Quote from ezbentley:
By grunt work, do you mean like IT and operational stuff? I assume those positions are not directly related to trading. So did you learn about the trading aspect by observation and exposure to other traders? Would you recommend that route to someone who wishes to get into institutional trading?
Your thread is very informational. Thanks for sharing your experience.
I did a bit of everything, from exchange connectivity to strategy development, to working out hacks to improve our bottom line. The difference between me and your usual software/hardware guy is that I was in a business group, not in an IT group. That's the distinction.
To say I gained nothing in terms of knowledge about trading from grunt work in an IB would be a lie. I learned so much about market microstructure that my vision of the markets is a thousand times clearer than it was in 2004, before I started supporting various prop traders.
The underlying point you should be aware of: don't ever take an IT job on Wall St. unless that IT work has you looking and interacting with the PnL and lists of trades. If you don't get to see the PnL, tell them to f off and find some other stooge.
As far as me going back to retail trading and try it, ... well, part of it is emotional. I kind of sympathize with the kids who come onto this forum thinking they are going to make a million dollars with their $2000 accounts. I know people on ET are douchebags and sometimes they have issues, but, ... I somehow feel for retail traders. I feel bad for the guy who tries his moving average cross-over strategy, or thinks some magical combination of technical indicators will save his finances. I feel bad for the guy who signs up for junk training programs.
Maybe I have this fascination of the retail trader because the guy who becomes a day trader is taking real risk and dreaming, maybe dreaming much more so than the usual cubicle grunt. It's that dreamer aspect of day traders that I love.
The other guys at the options desk I was in used to ridicule retail traders and call them "Joe Bob in Kansas." People would look at some of the customer flow and just laugh.

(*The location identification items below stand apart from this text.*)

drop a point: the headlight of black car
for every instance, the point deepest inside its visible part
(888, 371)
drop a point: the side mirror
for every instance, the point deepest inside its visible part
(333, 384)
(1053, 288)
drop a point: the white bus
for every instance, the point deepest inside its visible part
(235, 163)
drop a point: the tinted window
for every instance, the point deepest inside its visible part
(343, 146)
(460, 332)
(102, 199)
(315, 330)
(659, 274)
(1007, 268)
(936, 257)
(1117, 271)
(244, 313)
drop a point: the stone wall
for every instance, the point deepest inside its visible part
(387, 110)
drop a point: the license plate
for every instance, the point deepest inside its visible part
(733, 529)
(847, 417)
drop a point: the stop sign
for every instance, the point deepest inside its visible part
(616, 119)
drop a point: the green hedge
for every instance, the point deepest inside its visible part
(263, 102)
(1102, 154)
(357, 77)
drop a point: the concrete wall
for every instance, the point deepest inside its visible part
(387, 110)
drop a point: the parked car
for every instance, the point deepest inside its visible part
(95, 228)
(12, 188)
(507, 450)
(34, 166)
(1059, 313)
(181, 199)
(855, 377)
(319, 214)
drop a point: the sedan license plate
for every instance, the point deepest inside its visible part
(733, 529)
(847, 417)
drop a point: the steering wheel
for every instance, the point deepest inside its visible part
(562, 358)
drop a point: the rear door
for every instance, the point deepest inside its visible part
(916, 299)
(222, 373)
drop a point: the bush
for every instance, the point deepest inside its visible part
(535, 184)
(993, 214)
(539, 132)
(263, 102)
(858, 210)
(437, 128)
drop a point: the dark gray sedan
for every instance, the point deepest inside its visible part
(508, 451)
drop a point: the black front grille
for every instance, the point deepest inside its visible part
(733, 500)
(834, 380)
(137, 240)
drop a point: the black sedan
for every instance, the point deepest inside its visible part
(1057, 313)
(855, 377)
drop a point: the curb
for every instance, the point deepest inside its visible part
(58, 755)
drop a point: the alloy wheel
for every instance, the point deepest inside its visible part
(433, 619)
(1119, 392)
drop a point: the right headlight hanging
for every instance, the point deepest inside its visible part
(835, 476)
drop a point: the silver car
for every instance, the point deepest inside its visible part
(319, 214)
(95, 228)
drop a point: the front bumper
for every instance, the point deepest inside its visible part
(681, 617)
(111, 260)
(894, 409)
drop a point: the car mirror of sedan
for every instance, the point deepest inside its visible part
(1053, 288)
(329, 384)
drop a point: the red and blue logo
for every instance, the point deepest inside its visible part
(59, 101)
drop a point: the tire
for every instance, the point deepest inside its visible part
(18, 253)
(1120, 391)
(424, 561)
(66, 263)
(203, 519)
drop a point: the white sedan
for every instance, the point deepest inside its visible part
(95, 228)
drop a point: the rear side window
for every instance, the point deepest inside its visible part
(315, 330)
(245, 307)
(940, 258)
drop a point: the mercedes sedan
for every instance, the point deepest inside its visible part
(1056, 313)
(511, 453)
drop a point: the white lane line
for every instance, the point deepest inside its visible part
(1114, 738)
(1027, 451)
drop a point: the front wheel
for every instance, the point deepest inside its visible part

I didn't laugh too hard, because I also see myself in retail traders. In my mind, I see a young married guy with no kids telling his wife he's going to make it big, only to fail over and over. Maybe his marriage will survive, maybe it won't, ... and I think about how maybe no one understands why he takes risks. Sometimes I wonder if he (the retail trader) even understands his own risk in the game. The whole dynamic of deciding to bet life on this "game" intrigues me and fascinates me so much, that I just feel that I need to beat the game and make it as a retail trader before I die. As far as getting rich in and of itself, I'm not too worried about that.
In a way, sometimes I see a post here on ET and I want to tell people why they are wrong and how to improve their operations, but I can't. Even in this journal, I can't say too much about where I am looking. I also have a kind of hatred for large institutions, because they're so inhumane. Lay-offs roll around and every stays silent the next day and doesn't mention the name of the laid-off guy. There's also that whole lay-off rumor mill, and the sickness associated with people being glad they weren't the ones who got axed.